Adult film auteur Radley Metzger made art-house sexplotiation with a literary twist. His 1975 film The Image, based on Catherine Robbe-Grillet’s novel of the same name, features a sadomasochistic ménage à trois and some of the finest photography in erotic cinema.
Directed by one of the only women working in the sexploitation genre, Doris Wishman’s Bad Girls Go to Hell was her first film that explored “roughie” themes (movies dealing with sex and violence). Wishman’s vulnerable protagonist meets a litany of characters who use and abuse her.

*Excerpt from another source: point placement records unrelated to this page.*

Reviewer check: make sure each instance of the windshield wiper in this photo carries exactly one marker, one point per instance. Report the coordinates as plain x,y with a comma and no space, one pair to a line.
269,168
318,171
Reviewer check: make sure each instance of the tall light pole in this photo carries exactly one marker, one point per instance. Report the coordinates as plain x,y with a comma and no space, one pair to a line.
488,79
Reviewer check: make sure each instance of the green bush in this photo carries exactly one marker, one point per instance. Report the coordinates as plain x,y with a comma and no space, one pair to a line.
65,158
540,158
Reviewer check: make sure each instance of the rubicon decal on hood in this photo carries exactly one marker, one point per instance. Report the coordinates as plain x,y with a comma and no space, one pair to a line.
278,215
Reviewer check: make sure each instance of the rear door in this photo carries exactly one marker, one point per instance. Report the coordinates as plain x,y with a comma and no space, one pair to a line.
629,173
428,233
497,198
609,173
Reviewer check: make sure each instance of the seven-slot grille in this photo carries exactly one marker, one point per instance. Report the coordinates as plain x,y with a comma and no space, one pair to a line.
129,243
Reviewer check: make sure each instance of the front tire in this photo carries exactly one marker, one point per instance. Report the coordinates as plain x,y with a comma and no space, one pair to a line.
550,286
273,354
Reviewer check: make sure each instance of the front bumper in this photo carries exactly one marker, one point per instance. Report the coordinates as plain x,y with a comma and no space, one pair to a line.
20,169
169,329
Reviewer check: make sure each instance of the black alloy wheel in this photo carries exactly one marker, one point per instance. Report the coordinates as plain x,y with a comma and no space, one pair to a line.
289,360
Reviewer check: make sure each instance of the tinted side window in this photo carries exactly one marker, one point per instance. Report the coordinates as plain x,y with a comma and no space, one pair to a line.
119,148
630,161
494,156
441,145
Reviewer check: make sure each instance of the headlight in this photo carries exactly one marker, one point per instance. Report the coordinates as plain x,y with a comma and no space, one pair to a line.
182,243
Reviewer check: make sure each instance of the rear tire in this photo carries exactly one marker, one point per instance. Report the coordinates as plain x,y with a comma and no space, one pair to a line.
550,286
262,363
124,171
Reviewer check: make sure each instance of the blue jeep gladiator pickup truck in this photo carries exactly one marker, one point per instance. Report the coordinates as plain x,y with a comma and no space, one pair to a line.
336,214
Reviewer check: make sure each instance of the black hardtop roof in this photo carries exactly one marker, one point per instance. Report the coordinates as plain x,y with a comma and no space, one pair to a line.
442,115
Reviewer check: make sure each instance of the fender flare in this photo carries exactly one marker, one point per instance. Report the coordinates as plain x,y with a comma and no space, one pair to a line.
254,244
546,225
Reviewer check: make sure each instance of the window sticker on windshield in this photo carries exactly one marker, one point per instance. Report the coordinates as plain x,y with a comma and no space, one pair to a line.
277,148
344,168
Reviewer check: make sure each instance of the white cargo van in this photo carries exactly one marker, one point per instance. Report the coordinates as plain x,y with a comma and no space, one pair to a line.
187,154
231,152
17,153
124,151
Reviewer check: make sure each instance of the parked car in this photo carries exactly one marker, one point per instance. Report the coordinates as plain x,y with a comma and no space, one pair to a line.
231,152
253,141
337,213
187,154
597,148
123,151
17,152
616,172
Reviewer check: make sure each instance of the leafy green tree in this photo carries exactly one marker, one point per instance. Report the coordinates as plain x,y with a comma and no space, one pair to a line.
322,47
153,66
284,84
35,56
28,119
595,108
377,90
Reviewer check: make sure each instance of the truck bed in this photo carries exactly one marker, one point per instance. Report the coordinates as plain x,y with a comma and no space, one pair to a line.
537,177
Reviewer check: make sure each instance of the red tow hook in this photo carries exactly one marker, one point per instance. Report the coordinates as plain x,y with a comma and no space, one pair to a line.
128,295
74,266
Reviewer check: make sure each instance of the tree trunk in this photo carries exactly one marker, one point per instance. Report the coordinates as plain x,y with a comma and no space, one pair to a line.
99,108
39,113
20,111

Dyanne Thorne, star of the Ilsa sexploitation series, commands the screen in Jess Franco’s Ilsa, the Wicked Warden. The 1977 film is one of the most popular in the “women in prison” genre — and Ilsa’s prison is a den of iniquity where she exploits the female population.

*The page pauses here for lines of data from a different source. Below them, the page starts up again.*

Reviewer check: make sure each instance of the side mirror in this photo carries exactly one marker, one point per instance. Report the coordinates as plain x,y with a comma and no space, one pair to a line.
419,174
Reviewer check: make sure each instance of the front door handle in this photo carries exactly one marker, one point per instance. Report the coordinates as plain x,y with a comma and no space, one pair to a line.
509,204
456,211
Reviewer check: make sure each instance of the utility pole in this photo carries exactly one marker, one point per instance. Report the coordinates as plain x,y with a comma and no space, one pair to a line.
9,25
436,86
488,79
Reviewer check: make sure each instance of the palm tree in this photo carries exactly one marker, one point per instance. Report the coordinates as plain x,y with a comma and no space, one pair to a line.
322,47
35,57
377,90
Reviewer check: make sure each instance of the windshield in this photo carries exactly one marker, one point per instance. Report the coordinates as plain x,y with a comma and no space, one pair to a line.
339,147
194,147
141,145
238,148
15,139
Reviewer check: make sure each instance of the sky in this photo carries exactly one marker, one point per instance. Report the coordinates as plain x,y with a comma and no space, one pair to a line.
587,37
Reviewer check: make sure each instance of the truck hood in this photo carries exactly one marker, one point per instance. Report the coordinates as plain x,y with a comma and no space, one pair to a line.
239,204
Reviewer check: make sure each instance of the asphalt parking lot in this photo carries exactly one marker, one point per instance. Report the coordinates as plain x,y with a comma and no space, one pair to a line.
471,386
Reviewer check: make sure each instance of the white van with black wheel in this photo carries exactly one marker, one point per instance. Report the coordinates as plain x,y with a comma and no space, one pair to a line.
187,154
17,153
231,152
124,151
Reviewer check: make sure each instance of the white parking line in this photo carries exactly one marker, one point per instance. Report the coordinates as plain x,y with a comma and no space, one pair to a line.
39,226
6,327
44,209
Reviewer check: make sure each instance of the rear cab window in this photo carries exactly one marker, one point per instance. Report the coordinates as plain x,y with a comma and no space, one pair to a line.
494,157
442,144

Japanese “pink films” are part of a softcore genre that hails from the ‘70s, featuring sex, violence, and other extreme subjects. The movies were essentially invented by small film studios to stay in business once TV and American imports took over the scene. Kôji Wakamatsu’s film has a fabulous title, Go, Go, Second Time Virgin, but it’s a bleak movie that deals with issues of rape and trauma. More shocking than titillating, Wakamatsu’s film shows the darker side of sex where poetry and exploitation meet.
For something a little lighter, look for School of the Holy Beast.